His pleasure waned by tiny degrees. When he could think clearly again, he thought maybe he’d lied just a little, because he decided to slide down Jed’s body and take Jed with his mouth, tasting the bitterness of his own come from where their cocks had rubbed together, then tasting the thick bittersweet taste of Jed’s when Jed stiffened, his hips arching up off the mattress, his body curved like a bow while his cock pumped its load down Gideon’s throat.
He might have been panting louder than Jed when he finally lifted his head, and he smiled at the way Jed’s hands tangled in the bed sheet, twisting it up, holding himself so rigid and silent through his pleasure. He palmed the cock that was slick with spit and smiled up at Jed’s face even though Jed couldn’t see. Jed’s eyes were scrunched shut, his face pinched tight and hard as he gasped, open-mouthed. One last, tender tug up the shaft teased the last drops out of Jed’s cock, and Gideon bent back down to lick them off the head, taking the time to stare at the pretty little stallion in the lamplight, the way the dark head flared above that tight knot of skin, the way the shaft plumped out just beneath the head, the skin so smooth and gleaming.
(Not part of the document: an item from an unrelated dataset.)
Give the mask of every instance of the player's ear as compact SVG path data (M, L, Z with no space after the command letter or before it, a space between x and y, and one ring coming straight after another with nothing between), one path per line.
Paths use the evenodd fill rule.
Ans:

Jed made a tiny questioning sound after a minute or more had passed, and Gideon let go of the shaft, laying it gently against the smooth belly. “See?” he said when he dragged himself up and dropped heavily beside Jed. “Locked doors and beds can be real good.”
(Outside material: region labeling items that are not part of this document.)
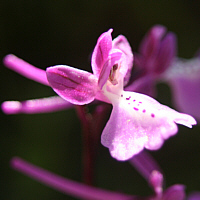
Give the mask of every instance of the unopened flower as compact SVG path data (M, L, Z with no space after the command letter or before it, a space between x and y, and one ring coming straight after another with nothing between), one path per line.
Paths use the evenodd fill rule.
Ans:
M24 60L9 54L4 58L4 65L9 69L43 85L49 86L45 70L34 67ZM73 105L59 96L31 99L26 101L5 101L1 108L6 114L34 114L47 113L68 109Z
M165 139L177 133L176 123L191 128L196 121L149 96L124 91L129 57L112 44L111 32L103 33L97 41L92 54L93 74L57 65L47 68L47 79L54 91L70 103L83 105L98 99L113 105L101 143L112 157L127 160L144 148L159 149Z

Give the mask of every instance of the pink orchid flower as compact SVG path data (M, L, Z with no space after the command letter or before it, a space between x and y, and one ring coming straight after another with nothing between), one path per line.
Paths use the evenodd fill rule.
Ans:
M72 104L88 104L95 99L112 104L101 143L112 157L127 160L144 148L159 149L164 140L177 133L177 124L191 128L196 121L147 95L124 91L124 80L132 67L131 48L122 36L112 41L111 33L112 29L97 41L91 61L93 74L65 65L49 67L46 73L54 91Z

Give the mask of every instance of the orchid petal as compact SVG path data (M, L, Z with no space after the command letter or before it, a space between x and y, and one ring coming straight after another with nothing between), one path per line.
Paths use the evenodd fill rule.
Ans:
M11 160L11 166L15 170L41 183L44 183L45 185L54 188L55 190L76 198L92 200L137 200L137 198L132 195L106 191L63 178L33 164L30 164L18 157L15 157Z
M53 90L70 103L92 102L97 93L97 79L89 72L57 65L47 68L47 78Z
M99 75L98 85L102 89L106 81L108 80L108 77L111 73L112 67L119 63L120 59L122 57L122 52L115 49L112 50L108 56L108 60L105 62L105 64L102 67L102 70ZM120 65L120 63L119 63ZM124 64L122 64L124 65ZM118 67L118 66L117 66ZM121 68L120 68L121 69Z
M124 85L126 85L130 79L131 70L133 67L133 53L132 53L131 46L128 40L123 35L119 35L118 37L116 37L113 40L112 45L114 49L121 50L126 56L126 63L128 67L126 76L124 77Z
M176 123L188 127L196 124L193 117L178 113L143 94L124 92L119 99L110 99L113 110L101 142L118 160L130 159L144 147L159 149L165 139L177 133Z
M99 77L101 68L106 62L109 52L112 49L112 31L112 29L109 29L107 32L101 34L92 53L92 70L97 77Z
M26 78L49 86L45 70L36 68L12 54L9 54L4 58L4 65L9 69L21 74L22 76L25 76Z
M26 101L5 101L2 103L1 108L5 114L36 114L48 113L59 110L64 110L72 107L73 104L65 101L59 96L31 99Z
Jed tilted his head to the side and blinked at him. “Yes,” he agreed, so simply that Gideon knew he meant it.
Gideon sighed, teasing his fingers through Jed’s hair. The lamplight made the clean strands shine, let him see the tiny tangles his fingers made, and he worked carefully to draw the long strands straight and smooth against the pillow. “I could get used to this,” he sighed.
“I—” Jed stopped, frowned, and reached for Gideon’s wrist, dragging it away from his hair and nudging it gently away from any other part of his body. “I could not,” he said, and looked away.
Gideon wondered if Jed meant the bed, the hotel room. But probably, Jed meant him. He pursed his lips and rolled onto his back to tuck himself back into his underdrawers. “You’d best lace up,” he said. He had to stretch to blow out the lamp, and the acrid smell of smoke in the darkness reminded him more of campfires than the saloon. Behind him, Jed’s movements made the mattress dip, and when Gideon settled back down, he dropped his hand to the space between their bodies, his wrist just brushing the supple leather that covered Jed’s hip.
He shouldn’t have expected this to be perfect, shouldn’t have expected Jed to say the right words—hell, Gideon wasn’t even sure what the right words would have been. He knew this Indian didn’t even like being in a town like this. This wasn’t no courtship, and it sure as hell wasn’t no romance. In a couple of weeks, he’d be headed south with the show and this Indian would be headed… wherever the hell it was he’d go.
With a soft bed underneath him and a familiar body next to him, it took him longer than it ought to have to get to sleep.